Een factor die de reabsorptie en de uitscheiding via de urine sterk beïnvloedt, is de pH-waarde van de urine. Dit is vooral het geval bij zwakke elektrolyten. Als de urine alkalisch is, worden zwakke zuren meer geïoniseerd en wordt de uitscheiding verhoogd. Zwakke zuren (zoals glucuronide- en sulfaatconjugaten) worden minder geïoniseerd als de urine zuur is en ondergaan reabsorptie en de renale excretie wordt verminderd. Aangezien de pH-waarde van de urine bij de mens varieert, varieert ook de uitscheidingsgraad van zwakke elektrolyten.
- Voorbeelden zijn fenobarbital (een zuur geneesmiddel) dat in alkalische urine wordt geïoniseerd en amfetamine (een basisch geneesmiddel) dat in zure urine wordt geïoniseerd. De behandeling van een barbituraatvergiftiging (zoals een overdosis fenobarbital) kan inhouden dat de pH van de urine wordt veranderd om de uitscheiding te vergemakkelijken.
- De voeding kan van invloed zijn op de pH van de urine en daarmee op de uitscheiding van sommige giftige stoffen. Een eiwitrijk dieet leidt bijvoorbeeld tot een zure urine.

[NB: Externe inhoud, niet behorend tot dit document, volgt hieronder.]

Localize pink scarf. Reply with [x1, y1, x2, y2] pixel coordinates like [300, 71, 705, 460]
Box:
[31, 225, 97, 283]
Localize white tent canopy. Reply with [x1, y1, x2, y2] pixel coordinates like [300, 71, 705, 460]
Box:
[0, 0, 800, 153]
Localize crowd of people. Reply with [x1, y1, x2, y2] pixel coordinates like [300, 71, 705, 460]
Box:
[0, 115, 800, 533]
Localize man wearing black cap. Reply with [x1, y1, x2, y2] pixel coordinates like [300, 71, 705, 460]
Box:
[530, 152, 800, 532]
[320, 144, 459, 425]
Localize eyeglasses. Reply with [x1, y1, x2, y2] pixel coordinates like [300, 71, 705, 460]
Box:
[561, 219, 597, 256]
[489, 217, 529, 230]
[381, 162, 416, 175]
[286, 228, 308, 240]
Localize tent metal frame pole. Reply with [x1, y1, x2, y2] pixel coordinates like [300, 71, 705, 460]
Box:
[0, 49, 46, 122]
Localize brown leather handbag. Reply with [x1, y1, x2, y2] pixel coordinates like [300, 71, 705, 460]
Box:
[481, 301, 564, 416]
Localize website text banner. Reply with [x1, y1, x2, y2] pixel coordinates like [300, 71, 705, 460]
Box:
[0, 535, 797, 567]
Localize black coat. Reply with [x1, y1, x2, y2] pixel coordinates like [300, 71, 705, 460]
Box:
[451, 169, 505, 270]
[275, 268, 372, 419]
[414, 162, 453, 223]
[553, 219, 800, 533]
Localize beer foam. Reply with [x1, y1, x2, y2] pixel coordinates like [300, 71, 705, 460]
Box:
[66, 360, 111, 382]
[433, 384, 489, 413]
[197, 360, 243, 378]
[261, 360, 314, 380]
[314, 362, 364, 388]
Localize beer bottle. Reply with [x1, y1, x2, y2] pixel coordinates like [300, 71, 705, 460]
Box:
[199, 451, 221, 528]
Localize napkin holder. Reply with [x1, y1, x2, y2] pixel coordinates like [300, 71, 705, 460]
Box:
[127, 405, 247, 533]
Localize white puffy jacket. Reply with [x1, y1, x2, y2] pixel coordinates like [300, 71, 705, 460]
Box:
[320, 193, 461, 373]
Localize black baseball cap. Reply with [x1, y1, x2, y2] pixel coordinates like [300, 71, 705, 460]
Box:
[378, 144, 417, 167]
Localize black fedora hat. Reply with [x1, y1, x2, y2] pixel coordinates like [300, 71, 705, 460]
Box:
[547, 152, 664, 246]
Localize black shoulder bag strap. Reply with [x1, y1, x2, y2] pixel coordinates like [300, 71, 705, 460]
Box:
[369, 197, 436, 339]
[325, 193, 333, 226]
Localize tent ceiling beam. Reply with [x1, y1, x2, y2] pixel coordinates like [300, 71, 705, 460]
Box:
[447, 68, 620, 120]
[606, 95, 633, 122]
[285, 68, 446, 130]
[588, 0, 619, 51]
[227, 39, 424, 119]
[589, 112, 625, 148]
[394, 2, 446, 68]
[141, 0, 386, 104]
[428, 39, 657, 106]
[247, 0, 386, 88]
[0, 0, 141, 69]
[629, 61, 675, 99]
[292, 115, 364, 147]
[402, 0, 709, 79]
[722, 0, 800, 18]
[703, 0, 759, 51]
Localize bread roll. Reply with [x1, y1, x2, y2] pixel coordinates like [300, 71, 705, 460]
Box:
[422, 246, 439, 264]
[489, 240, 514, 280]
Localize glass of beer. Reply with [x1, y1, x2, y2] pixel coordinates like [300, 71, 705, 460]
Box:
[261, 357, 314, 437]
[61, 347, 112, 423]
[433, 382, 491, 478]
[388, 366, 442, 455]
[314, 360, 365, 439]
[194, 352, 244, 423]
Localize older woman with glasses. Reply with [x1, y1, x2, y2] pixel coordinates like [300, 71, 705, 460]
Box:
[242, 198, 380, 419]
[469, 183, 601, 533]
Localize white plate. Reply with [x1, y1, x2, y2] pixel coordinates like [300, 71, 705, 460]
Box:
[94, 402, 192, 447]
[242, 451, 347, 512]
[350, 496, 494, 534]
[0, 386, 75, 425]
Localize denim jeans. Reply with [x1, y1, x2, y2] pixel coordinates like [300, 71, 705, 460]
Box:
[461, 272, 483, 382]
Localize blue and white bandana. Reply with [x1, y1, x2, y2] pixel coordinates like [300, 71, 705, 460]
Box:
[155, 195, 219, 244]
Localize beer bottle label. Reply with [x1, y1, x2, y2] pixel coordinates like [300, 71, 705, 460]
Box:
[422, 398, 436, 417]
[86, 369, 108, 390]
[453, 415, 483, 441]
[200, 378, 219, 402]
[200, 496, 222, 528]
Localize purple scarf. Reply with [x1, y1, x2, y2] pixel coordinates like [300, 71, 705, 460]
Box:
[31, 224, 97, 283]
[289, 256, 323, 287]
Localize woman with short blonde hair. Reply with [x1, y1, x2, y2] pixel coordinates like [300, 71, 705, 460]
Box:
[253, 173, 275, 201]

De fysische eigenschappen (vooral de molecuulgrootte) en de polariteit van een stof in het urinefiltraat zijn van grote invloed op de uiteindelijke eliminatie door de nier. Kleine toxische stoffen (zowel polair als vetoplosbaar) worden gemakkelijk gefilterd door de glomerulus. In sommige gevallen kunnen grote moleculen (waaronder sommige die eiwitgebonden zijn) uit het bloed worden uitgescheiden (door passieve overdracht) via de endotheelcellen van de haarvaten en de membranen van de tubuli van de nefronen om in de urine terecht te komen. Het grootste verschil in het uiteindelijke lot wordt bepaald door de polariteit van een stof. De stoffen die geïoniseerd zijn, blijven in de urine en verlaten het lichaam. Lipide-oplosbare toxische stoffen kunnen worden geherabsorbeerd en opnieuw in de bloedsomloop terechtkomen, waardoor hun halfwaardetijd in het lichaam en hun toxiciteitspotentieel worden verlengd.
De nieren, die door toxinen, infectieziekten of door ouderdom zijn beschadigd, hebben een verminderd vermogen om toxische stoffen te elimineren, waardoor deze personen vatbaarder zijn voor toxinen die het lichaam binnendringen. De aanwezigheid van albumine in de urine wijst erop dat het filtratiesysteem van de glomerulus beschadigd is, waardoor grote moleculen worden doorgelaten. De aanwezigheid van glucose in de urine is een aanwijzing dat de tubulaire reabsorptie verstoord is.